The third semi-reserve was situated in the Ooijpolder near Nijmegen. This nature reserve covers 30 ha. (75 acres) and has an ideal vegetation of different types of pastureland on clay as well as sandy soil. The hilly territory is full of herbs alternated by parts of woodland and natural lakes. No extra foodsupply was needed during the winter. Five mares born in the semi-reserves in Lelystad and Noorderheide were kept in this area together with the stallion Vagur obtained from the USSR. The last group of horses from this area has been transported to Mongolia in 1998.
The eleven stallions born in the semi-reserves were kept on a 40 ha. (100 acres) large peninsular in the south of the Netherlands, called Goudplaat. They had formed two groups each with their own leader. They do very well on the herbaceous vegetation. The stallions look for shelter behind the high thorny bushes and trees and drink water from a natural pond. Not all stallions were suited for transport to Mongolia. After the last transport in 2000 some stallions have remained in Goudplaat.
Another group of eight mares, all born in our semi-reserves, was released in the fifth semi-reserve at Meppen ( Germany ) offered by the State Niedersachsen, measuring 65 ha. (165 acres).

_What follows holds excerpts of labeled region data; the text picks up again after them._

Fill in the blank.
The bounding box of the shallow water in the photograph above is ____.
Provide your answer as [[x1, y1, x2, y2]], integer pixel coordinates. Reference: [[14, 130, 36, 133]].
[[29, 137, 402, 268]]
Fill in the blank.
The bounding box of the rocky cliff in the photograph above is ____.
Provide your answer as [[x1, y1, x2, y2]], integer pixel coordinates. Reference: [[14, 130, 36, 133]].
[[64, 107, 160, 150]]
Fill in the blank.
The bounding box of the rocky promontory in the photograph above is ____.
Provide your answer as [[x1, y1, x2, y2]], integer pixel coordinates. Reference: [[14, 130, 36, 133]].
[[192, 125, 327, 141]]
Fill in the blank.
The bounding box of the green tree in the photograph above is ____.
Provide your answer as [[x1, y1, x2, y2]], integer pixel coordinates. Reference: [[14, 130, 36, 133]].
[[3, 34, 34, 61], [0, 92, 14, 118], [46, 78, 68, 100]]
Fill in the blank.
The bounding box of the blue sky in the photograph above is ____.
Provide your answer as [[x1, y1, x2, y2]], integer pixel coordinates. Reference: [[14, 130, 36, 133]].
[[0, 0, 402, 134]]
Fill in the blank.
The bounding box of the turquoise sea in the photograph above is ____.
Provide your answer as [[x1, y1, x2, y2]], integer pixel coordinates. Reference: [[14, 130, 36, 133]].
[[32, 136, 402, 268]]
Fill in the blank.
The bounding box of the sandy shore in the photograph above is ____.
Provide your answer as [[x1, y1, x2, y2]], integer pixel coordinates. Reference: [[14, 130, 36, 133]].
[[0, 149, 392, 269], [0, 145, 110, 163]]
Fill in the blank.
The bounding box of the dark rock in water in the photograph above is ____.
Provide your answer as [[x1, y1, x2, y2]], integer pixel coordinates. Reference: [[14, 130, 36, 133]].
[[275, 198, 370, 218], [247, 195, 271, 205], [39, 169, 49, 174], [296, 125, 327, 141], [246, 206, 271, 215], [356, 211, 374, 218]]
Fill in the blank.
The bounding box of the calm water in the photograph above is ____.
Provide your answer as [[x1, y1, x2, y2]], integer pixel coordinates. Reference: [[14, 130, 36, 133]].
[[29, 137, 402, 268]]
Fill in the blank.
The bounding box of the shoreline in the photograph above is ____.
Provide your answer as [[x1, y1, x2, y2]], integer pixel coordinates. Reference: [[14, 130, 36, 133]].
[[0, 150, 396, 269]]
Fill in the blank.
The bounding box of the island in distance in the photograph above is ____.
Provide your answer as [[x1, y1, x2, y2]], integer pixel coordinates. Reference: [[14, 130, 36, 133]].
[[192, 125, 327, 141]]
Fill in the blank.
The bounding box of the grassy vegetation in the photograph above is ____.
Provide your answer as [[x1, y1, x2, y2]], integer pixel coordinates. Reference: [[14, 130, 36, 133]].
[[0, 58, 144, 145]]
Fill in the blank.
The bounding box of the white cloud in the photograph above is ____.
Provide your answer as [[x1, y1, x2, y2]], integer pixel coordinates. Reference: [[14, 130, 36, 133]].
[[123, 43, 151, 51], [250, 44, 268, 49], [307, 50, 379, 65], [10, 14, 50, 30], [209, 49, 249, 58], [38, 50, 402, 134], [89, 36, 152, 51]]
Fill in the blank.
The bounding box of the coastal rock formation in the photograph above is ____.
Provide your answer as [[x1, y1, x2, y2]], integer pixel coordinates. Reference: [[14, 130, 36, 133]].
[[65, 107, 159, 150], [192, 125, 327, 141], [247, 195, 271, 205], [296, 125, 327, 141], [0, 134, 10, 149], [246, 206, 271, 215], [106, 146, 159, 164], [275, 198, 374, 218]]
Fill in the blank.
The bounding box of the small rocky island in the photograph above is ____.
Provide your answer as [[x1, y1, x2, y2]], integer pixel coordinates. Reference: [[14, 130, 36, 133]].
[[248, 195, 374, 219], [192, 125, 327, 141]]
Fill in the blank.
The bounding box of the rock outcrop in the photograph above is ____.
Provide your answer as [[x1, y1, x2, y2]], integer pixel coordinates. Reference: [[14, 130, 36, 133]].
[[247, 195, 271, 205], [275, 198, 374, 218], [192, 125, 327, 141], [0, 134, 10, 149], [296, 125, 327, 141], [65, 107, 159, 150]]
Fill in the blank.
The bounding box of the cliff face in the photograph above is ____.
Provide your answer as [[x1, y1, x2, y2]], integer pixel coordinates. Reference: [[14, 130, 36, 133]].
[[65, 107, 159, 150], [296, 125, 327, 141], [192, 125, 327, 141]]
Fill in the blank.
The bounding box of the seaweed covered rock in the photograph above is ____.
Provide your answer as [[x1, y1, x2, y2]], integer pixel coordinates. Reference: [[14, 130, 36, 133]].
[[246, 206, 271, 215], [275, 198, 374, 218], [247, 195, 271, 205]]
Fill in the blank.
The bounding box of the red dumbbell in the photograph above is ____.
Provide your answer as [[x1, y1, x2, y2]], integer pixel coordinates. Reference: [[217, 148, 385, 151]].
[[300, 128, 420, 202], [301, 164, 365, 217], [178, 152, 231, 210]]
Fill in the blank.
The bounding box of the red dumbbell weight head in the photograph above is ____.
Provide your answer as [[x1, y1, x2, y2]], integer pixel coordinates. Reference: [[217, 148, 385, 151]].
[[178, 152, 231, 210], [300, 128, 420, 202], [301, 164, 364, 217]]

Two stallions from Denver and Minnesota (USA) joined them, giving them a chance of free mate choice to form their own harems in time. The territory has enough food supply for year round grazing for two harems. This semi-reserve has a very varied vegetation with different grasses and herbs, part of it being moorland and part of it agricultural land. The horses can look for shelter in the woodlands and have all possibilities for browsing on bushes and different trees. Even though the breeding programme of the foundation has stopped, there are still Przewalski horses here. They are part of the EEP, a joint breeding programme of several zoos.
In March 1995 the sixth semi-reserve for the Przewalski horses of the Foundation was established at Klosterwalde (Templin) some 100 km. north of Berlin. The 30 ha. large area is enlarged at present till 100 ha. The hilly pastures encircle a beautiful natural lake. In the forest parts the horses can find shelter. In 2000 the first foals have been transported to Mongolia.
The semi-reserve is part of the Naturpark Uckermärkische Seen (Staat Brandenburg). This Naturpark thanks its name to the numerous natural lakes in the area. The park is bordered by the cities Prenzlau, Lynchen, Fürstenberg, Zehdonick and Templin.